Sport & Professionismo: quella battaglia antisessista in un mondo dilettantesco

Su internet è stata lanciata una petizione per dare alle atlete donne lo status di professioniste. Ma in Italia anche gli uomini sono dilettanti.

A lanciare la campagna è stata una rugbista, Chiara Campione, insieme alle sue compagne di squadra. Su internet hanno lanciato una campagna rivolta al presidente del Coni Giovanni Malagò affinché riconosca lo status di professioniste anche alle atlete donne. Oggi, infatti, dalla sconosciuta marciatrice di provincia fino a Federica Pellegrini, nessuna sportiva è riconosciuta come professionista.

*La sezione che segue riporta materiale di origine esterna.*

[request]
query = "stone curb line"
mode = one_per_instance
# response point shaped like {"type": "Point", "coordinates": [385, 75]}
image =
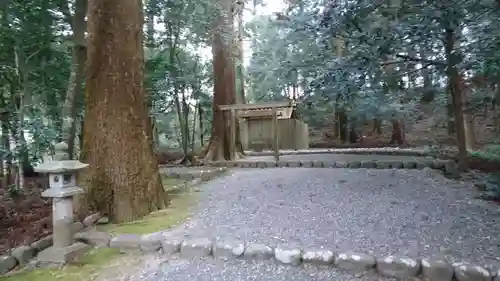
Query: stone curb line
{"type": "Point", "coordinates": [193, 175]}
{"type": "Point", "coordinates": [448, 166]}
{"type": "Point", "coordinates": [389, 266]}
{"type": "Point", "coordinates": [367, 151]}
{"type": "Point", "coordinates": [24, 255]}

Da qui la battaglia, che dai social è rimbalzata fin sulla stampa, affinché il Comitato Olimpico equipari uomini e donne. Una battaglia giusta, va detto, ma che ha un limite. In Italia, infatti, il problema del professionismo sportivo non è esclusivo delle donne. Da noi, infatti, solo un pugno di sport (calcio, basket, ciclismo, motociclismo, golf e pugilato) hanno lo status (e solo in determinate categorie) di sport professionistico. In tutti gli altri, dal rugby allo sci, passando per il tennis e la pallavolo, gli atleti sono dilettanti. Non hanno diritti, non hanno trattamento pensionistico, mutua o trattamento di fine rapporto.

In Italia il professionismo sportivo è regolato dalla legge 91 del 1981, che lascia alle federazioni la possibilità decidere chi è professionista e chi no. E, come detto, solo una manciata di sportivi sono considerati tali. Per gli altri, che siano uomini o donne, la condanna è quella al dilettantismo. Con tutti i limiti del caso. Insomma, la battaglia delle rugbiste di Roma è, idealmente, giusta, ma viene combattuta su un terreno dove il professionismo praticamente non esiste. La battaglia, dunque, va fatta. Ma non per le donne, per tutti.